Katie Chubb Fights Against Outdated Certificate of Need Law to Serve State’s Most Vulnerable Patients

The following piece is a guest post authored by Tony West, the Georgia State Director for Americans for Prosperity.

It’s been my pleasure to get to know Katie Chubb and learn more about her struggle to obtain a Certificate Of Need (CON) for her proposed birth center in Augusta. She is a passionate advocate for women and their rights and health during childbirth.

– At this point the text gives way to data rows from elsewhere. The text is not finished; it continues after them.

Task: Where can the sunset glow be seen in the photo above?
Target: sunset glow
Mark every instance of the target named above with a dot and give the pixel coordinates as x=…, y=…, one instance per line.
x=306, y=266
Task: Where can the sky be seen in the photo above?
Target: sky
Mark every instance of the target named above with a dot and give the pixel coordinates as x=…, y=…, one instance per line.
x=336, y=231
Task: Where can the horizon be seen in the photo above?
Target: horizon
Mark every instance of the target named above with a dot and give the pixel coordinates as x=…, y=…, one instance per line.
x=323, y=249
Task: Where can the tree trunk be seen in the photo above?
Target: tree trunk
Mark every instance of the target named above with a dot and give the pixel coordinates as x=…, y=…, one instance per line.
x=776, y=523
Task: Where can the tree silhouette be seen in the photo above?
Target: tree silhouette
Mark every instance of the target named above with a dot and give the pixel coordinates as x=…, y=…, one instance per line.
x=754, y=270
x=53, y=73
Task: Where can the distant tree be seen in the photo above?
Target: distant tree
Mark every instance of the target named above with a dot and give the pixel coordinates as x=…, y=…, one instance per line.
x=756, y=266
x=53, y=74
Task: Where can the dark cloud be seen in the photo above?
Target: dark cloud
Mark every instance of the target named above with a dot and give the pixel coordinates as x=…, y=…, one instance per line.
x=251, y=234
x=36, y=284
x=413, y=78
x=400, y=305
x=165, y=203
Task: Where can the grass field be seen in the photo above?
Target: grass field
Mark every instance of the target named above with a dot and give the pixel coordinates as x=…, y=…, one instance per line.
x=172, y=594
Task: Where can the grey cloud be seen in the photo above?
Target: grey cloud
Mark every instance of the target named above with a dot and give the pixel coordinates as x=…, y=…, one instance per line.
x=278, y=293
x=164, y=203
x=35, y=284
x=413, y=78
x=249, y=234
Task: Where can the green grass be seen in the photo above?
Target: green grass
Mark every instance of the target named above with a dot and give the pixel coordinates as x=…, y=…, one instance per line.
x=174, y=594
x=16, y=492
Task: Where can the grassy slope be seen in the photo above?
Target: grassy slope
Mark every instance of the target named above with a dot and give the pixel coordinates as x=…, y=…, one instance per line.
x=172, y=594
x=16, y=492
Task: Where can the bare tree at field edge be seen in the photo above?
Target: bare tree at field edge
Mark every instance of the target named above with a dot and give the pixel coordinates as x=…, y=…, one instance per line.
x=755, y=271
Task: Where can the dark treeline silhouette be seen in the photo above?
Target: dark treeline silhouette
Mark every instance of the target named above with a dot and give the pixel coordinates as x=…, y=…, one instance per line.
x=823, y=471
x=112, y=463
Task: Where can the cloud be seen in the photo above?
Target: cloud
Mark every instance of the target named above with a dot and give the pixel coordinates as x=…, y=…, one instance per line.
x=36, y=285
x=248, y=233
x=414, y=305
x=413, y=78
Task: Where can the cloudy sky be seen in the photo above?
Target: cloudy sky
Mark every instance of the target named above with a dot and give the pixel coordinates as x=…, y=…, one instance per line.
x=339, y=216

In this video, Katie remarks that the major reason she didn’t receive a CON was because her local hospitals didn’t want the competition. They didn’t want her taking “their” customers. And she’s right. A common argument in support of CON is to protect hospitals from other providers “cherry picking” patients of higher profit services.

The problem with that theory is that in practice it doesn’t occur. Scholarly studies by CON expert Matthew Mitchell and other researchers have found that states without CON have more hospitals and other types of medical facilities, including in rural areas. Moreover, CON-less states see less spending per capita. In layman’s terms, patients are spending less on healthcare and have more options in states without CON. This is exactly the result we’d expect by getting the government out of the way, and allowing medical professionals to provide for patients’ needs directly.

Another common argument against CON repeal is that you can’t apply regular free-market, supply-and-demand policies to healthcare. And yet, the unleashing of telehealth and Direct Primary Care are two reforms Georgia recently implemented that cut red tape and allow for easier access to care at lower costs. Repealing CON would have the same effects, not to mention the direct impact patients would feel as artificially restricted services start to come online.

In the past few years, four of Georgia’s neighbors have significantly reformed or repealed their outdated CON laws, inviting innovation into their respective health care markets. Tennessee, North Carolina, and Florida passed bills exempting numerous services from CON. Maternal and infant care shortages were major reasons South Carolina repealed CON requirements for all facilities and services except for nursing homes last year.

By removing big government regulations and allowing providers like Katie and others to serve patients, Georgia will take another step towards the personalized health care which so many Americans desire.